As part of the Rex program, all new patients starting an oral anticancer regimen are given an individual one-hour education session with an oral chemotherapy educator, during which they address potential barriers to adherence and find solutions to increase adherence, such as follow-up phone calls and mandatory appointments before prescription refills. “I think for the most part our patients feel a certain amount of security by doing this,” says Christy Rhodes, an oncology nurse and one of two oral chemotherapy educators at Rex. “We try to make it a good working relationship. I don’t want them hiding side effects from us. And I don’t think anyone has voiced an opinion that they feel overwatched.”

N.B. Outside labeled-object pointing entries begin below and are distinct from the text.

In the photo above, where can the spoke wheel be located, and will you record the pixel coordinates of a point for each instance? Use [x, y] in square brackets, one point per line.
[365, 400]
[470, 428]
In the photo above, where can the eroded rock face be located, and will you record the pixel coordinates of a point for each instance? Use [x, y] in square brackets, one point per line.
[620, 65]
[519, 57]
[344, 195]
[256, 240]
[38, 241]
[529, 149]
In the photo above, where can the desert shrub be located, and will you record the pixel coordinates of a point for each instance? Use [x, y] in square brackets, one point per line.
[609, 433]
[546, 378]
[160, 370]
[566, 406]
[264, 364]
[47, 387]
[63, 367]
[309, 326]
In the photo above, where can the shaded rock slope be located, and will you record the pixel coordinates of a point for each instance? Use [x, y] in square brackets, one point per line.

None of the methods to improve adherence have been fail-safe, though, and overall adherence rates to all types of oral medications have changed little in the past few decades. And some experts fear that the problem will only get worse with the growth in oral anticancer therapy and increase in chronic conditions.
“We don’t know what the solutions are,” Stovall says. “Everyone’s talking about the problems right now. But they don’t have a lot of ideas about how to solve the problem. There is no gold standard.”
The National Coalition for Cancer Survivorship is pushing for reforms that it says would improve medication adherence, including working with pharmaceutical companies to develop less toxic medications and oral drug parity in healthcare insurance that would cover costs for healthcare professionals to provide patient education.
I was having such a hard time trying to adapt to the medication. So I’d drop a pill, and, instead of taking four a day, I’d take three.
“We know we need payment reform, delivery reform and regulatory reform, but we don’t have the details on how all these would work,” Stovall says. “Our focus is to identify the policy issues by doing what we do best—bringing stakeholders together to identify causes of nonadherence, to consider policy solutions, and to have coalitions of advocates who are dedicated to implementing the policy issues. It’s irresponsible to put these oral medications out there and not educate patients about adherence.”